I liked this article, but i have a problem with quoting the study about how if every American walked 30 minutes a day instead of driving, we'd reduce carbon emissions. This sounded great at first, but for most of us, it's empty advice. Many parts of our country are not set up for walking. Where I live, I can walk around a little lake path, but I can't walk to any places that I would normally drive to. I would love to walk to work, but part of the route has no sidewalks, there's a very dangerous intersection to cross, and it's all along smoggy, trafficy roads. That's not the kind of walking I'm willing to do -- it's bad for my asthma and not fun at all.

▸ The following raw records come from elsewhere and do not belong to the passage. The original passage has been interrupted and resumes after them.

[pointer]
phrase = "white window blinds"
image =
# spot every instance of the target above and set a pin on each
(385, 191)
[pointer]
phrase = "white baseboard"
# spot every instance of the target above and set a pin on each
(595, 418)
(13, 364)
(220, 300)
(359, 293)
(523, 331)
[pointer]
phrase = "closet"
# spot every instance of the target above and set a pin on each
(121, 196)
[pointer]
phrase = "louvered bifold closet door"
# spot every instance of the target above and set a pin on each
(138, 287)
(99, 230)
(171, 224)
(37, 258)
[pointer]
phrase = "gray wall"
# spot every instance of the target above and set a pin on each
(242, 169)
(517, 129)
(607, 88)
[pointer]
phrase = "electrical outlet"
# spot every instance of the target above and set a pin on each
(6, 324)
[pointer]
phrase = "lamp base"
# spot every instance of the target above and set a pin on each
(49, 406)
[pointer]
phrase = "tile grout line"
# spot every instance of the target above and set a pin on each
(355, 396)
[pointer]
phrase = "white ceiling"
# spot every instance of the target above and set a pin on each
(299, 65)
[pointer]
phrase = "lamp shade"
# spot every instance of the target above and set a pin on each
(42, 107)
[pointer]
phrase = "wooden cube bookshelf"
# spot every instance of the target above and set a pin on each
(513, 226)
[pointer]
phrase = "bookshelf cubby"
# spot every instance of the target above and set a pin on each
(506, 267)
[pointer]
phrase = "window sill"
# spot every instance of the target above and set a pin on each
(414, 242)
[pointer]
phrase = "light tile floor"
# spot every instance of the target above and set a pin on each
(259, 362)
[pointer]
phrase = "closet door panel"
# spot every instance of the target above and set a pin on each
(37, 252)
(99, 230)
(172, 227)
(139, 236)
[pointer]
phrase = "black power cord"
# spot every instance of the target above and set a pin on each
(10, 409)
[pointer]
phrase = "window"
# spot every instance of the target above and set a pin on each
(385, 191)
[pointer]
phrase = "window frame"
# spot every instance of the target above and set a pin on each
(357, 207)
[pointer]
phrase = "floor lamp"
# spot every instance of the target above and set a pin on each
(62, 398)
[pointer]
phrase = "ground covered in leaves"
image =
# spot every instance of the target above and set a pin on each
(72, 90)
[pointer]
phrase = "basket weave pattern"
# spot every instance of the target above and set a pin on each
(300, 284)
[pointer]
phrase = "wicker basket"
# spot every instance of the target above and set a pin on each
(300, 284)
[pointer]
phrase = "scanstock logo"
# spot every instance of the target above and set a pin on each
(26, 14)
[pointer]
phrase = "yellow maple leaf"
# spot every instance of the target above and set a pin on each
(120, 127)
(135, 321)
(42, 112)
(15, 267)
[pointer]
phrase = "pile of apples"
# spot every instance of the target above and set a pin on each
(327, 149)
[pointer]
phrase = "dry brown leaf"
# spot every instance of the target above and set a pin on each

So when I walk 30 minutes a day (which I know is good for me) it's along a path or along a lake. It doesn't replace the driving I do. I wish it could. When I'm in a big city, I walk instead of drive. But I can't do that where I live, and I think that's true for a lot of us. So I think part of getting healthier and reducing carbon emissions is to set up communities where we can walk to do errands or get to work. Just telling us to walk instead of drive is not enough.
By the way, I did like the part of the article about not going through drive throughs and wasting gas and polluting the environment that way. I also want to quit drive throughs because they always use plastic cups for sodas that are hard to recycle (and, of course, I want to stop because the food is so bad for me) I'm really trying to go cold turkey on fast food.